Was it punishment for not halting the progress of women's reproductive rights, or did it have its provenance in the party's failure to prevent same sex couples marrying? Guess it depends on the mood the Heavenly Hitler was in and who or what he hated most on the day. A stern, austere, vindictive god not launching his meteorite against the Catholics despite the Free Ps having briefed him for decades about the Harlot of Rome, but targeting instead his chosen people, is maybe something the lamb of god needs to explain to the sheep.
For all of that, Occam's razor prompts us to plump for an explanation nowhere near as complicated. At its most simple unionism was outvoted by nationalism for the first time in the North's history. The people have voted, the bastards, and the DUP does not like it and seems set, for now, to refuse to nominate a deputy first minister to serve alongside Sinn Fein's proposed First Minister.
I am neither a Sinn Fein supporter nor voter. Had I still lived in West Belfast I would have voted Gerry Carroll of People Before Profit. Not that I am a Trot by any stretch of the imagination, but government is made better not by the characters in it but by the strength of the opposition it is compelled to deal with. In opposition, the PBP have hit all the right buttons both North and South.
Nevertheless, it would be churlish to bemoan Sinn Fein's victory and by implication resent Northern nationalism at last being in a position to divest itself of the hump that had for so long pressed down on its back.
The community that returned Sinn Fein as the largest party was always kicked because the shoe doing the kicking was on the other foot. For asserting itself as a community it faced state massacre, torture, collusion, internment, war crimes. Harsh state measures invariably came with the approval of the party just eclipsed by Sinn Fein.
In terms of the balance of power the change is more psychological than physical. The psychological aspect of power is important and should not be casually dismissed as merely cosmetic.

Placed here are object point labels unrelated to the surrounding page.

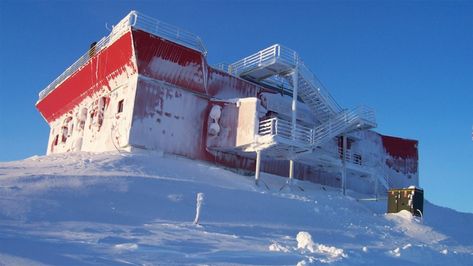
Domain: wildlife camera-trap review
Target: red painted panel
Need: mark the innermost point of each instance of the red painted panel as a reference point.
(400, 148)
(164, 60)
(101, 68)
(404, 154)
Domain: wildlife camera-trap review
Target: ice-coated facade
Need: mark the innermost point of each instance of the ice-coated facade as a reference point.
(148, 85)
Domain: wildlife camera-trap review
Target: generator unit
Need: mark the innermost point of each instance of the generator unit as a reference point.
(410, 199)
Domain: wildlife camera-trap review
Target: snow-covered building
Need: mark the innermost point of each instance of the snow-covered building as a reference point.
(148, 85)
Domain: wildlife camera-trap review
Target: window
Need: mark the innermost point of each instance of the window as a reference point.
(120, 106)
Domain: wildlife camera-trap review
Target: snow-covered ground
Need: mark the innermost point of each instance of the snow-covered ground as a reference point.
(138, 208)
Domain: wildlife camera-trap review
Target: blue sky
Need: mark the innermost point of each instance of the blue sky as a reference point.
(412, 61)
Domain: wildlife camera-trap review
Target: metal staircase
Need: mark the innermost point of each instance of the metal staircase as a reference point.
(278, 61)
(283, 139)
(309, 138)
(344, 122)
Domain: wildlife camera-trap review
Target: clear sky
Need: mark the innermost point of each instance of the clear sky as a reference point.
(412, 61)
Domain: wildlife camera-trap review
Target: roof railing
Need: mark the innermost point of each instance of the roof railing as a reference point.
(138, 21)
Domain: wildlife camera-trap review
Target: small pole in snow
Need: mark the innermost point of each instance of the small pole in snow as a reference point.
(200, 201)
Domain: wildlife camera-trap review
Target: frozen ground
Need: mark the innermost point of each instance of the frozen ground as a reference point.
(86, 209)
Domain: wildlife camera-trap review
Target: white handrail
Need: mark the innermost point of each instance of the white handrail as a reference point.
(139, 21)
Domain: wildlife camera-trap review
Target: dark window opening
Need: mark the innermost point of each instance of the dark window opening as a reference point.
(64, 134)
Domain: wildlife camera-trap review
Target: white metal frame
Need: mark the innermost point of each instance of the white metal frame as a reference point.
(139, 21)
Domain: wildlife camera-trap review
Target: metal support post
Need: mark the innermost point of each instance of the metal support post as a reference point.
(291, 171)
(295, 85)
(375, 186)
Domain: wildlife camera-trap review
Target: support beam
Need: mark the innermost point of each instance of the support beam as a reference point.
(375, 179)
(258, 163)
(295, 86)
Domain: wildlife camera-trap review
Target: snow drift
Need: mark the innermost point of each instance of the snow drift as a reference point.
(139, 208)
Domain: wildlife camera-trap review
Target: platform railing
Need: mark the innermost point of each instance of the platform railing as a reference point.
(343, 122)
(136, 20)
(290, 58)
(282, 128)
(169, 32)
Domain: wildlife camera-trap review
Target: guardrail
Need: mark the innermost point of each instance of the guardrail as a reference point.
(139, 21)
(343, 121)
(169, 32)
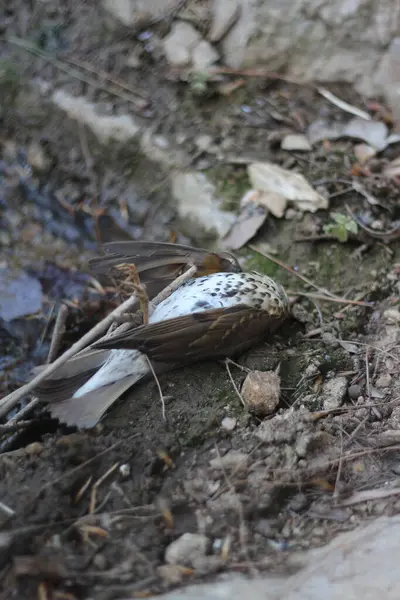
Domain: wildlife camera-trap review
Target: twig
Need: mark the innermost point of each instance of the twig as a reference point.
(329, 298)
(9, 401)
(390, 235)
(366, 495)
(159, 388)
(172, 287)
(96, 485)
(9, 427)
(57, 333)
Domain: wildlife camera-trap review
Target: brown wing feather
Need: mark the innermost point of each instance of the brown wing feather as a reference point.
(209, 334)
(64, 382)
(150, 255)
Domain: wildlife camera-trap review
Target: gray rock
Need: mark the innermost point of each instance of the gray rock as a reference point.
(225, 13)
(180, 42)
(333, 392)
(357, 565)
(187, 549)
(198, 206)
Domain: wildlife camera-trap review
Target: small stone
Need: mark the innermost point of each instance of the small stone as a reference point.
(187, 549)
(334, 392)
(354, 391)
(100, 562)
(383, 381)
(204, 55)
(232, 461)
(297, 142)
(37, 157)
(161, 142)
(261, 391)
(203, 142)
(364, 152)
(125, 471)
(34, 448)
(179, 43)
(392, 316)
(173, 574)
(225, 14)
(133, 60)
(228, 423)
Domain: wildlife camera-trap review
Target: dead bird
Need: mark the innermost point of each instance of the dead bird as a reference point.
(221, 312)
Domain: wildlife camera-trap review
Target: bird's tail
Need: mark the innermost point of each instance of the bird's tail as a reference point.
(86, 411)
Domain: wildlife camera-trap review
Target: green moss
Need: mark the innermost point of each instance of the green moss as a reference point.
(231, 184)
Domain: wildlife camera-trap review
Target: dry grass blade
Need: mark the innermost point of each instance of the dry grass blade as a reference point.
(323, 293)
(72, 72)
(9, 401)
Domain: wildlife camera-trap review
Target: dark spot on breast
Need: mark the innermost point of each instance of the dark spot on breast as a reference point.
(229, 293)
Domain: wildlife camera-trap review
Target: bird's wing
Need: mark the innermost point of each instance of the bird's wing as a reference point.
(197, 336)
(158, 263)
(64, 382)
(86, 411)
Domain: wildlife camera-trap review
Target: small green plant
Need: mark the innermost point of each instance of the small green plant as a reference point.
(199, 82)
(341, 226)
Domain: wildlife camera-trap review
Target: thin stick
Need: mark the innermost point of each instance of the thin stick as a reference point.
(9, 401)
(235, 387)
(57, 332)
(159, 388)
(328, 298)
(306, 279)
(172, 287)
(9, 427)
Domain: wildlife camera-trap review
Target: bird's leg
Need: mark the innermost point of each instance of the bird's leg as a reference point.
(132, 284)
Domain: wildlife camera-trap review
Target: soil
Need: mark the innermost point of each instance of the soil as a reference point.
(91, 514)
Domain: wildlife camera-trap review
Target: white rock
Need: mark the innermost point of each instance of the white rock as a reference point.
(203, 142)
(180, 42)
(261, 391)
(233, 460)
(203, 56)
(392, 316)
(224, 14)
(271, 178)
(121, 128)
(133, 60)
(186, 549)
(228, 423)
(333, 392)
(357, 565)
(198, 205)
(383, 381)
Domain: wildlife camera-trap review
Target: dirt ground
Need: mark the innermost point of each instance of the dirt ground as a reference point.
(92, 514)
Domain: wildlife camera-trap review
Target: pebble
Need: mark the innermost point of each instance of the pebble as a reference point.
(333, 392)
(261, 391)
(383, 381)
(232, 460)
(354, 391)
(228, 423)
(188, 548)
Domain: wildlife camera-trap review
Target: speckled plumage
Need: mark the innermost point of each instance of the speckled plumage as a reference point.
(212, 316)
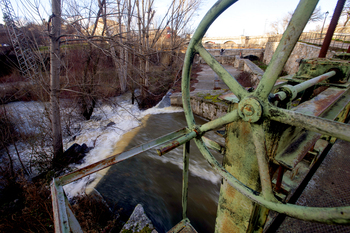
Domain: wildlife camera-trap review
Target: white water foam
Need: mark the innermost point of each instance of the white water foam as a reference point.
(95, 133)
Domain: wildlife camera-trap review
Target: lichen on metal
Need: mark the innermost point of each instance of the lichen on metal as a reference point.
(256, 132)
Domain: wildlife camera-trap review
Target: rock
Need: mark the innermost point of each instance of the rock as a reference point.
(138, 222)
(73, 154)
(110, 124)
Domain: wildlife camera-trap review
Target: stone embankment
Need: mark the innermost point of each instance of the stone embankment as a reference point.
(205, 101)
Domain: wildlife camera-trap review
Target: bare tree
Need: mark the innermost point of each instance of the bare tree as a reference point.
(317, 15)
(346, 12)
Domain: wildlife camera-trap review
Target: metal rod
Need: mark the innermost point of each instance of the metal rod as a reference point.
(220, 122)
(279, 178)
(229, 80)
(285, 47)
(315, 124)
(331, 28)
(330, 215)
(304, 85)
(217, 123)
(309, 83)
(186, 160)
(176, 143)
(259, 142)
(59, 208)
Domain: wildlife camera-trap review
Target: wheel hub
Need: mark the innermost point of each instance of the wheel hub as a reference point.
(250, 109)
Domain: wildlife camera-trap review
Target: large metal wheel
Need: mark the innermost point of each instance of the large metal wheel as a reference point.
(254, 107)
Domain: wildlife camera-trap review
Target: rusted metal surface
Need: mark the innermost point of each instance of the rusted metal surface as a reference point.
(331, 28)
(214, 145)
(244, 200)
(319, 104)
(297, 149)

As a confidence building measure, this is the biggest shot in the arm Northern nationalists have had to date.
Yet, Sinn Fein failed to add to its 2017 tally of seats, while the DUP lost three, not nearly as bad as it may have anticipated. The huge gains, both psychological and physical, were made by the Alliance Party. whose leader Naomi Long - as a parliamentarian and media performer - outshines the other party leaders by a country mile. It more than doubled its seats and increased its percentage of the votes far in excess of all its rivals. If the Good Friday Agreement continues to function as a binary sensor that can only detect two communities and remains effectively tone deaf to the bleeping from a third, its own democratic credentials should come under serious scrutiny.
Nationalists in the North have plenty to cheer about in terms of improving their lot within the internal solution that the Good Friday Agreement has ushered into being. In terms of Irish unity, however, there is little to brag about. The figures in this election give no indication that any sea change in attitudes has taken place. Demographics were not the primary determinant in the outcome. Mary Lou McDonald might talk up the prospects of a border poll but it is talk up, not chalk up. The British Secretary of State has already marked out the clear demarcation line between British state power and local assembly power. The latter has none. The British alone will decide when any border poll takes place.
Mary Lou McDonald is right - the glass ceiling of a permanent unionist majority has been smashed. But it had increasingly become low hanging fruit. The much higher ceiling remains outside the range of fire from Northern nationalism. The not so good ship Partition is seaworthy for the foreseeable future. There remains only one port on the horizon, London, not Dublin.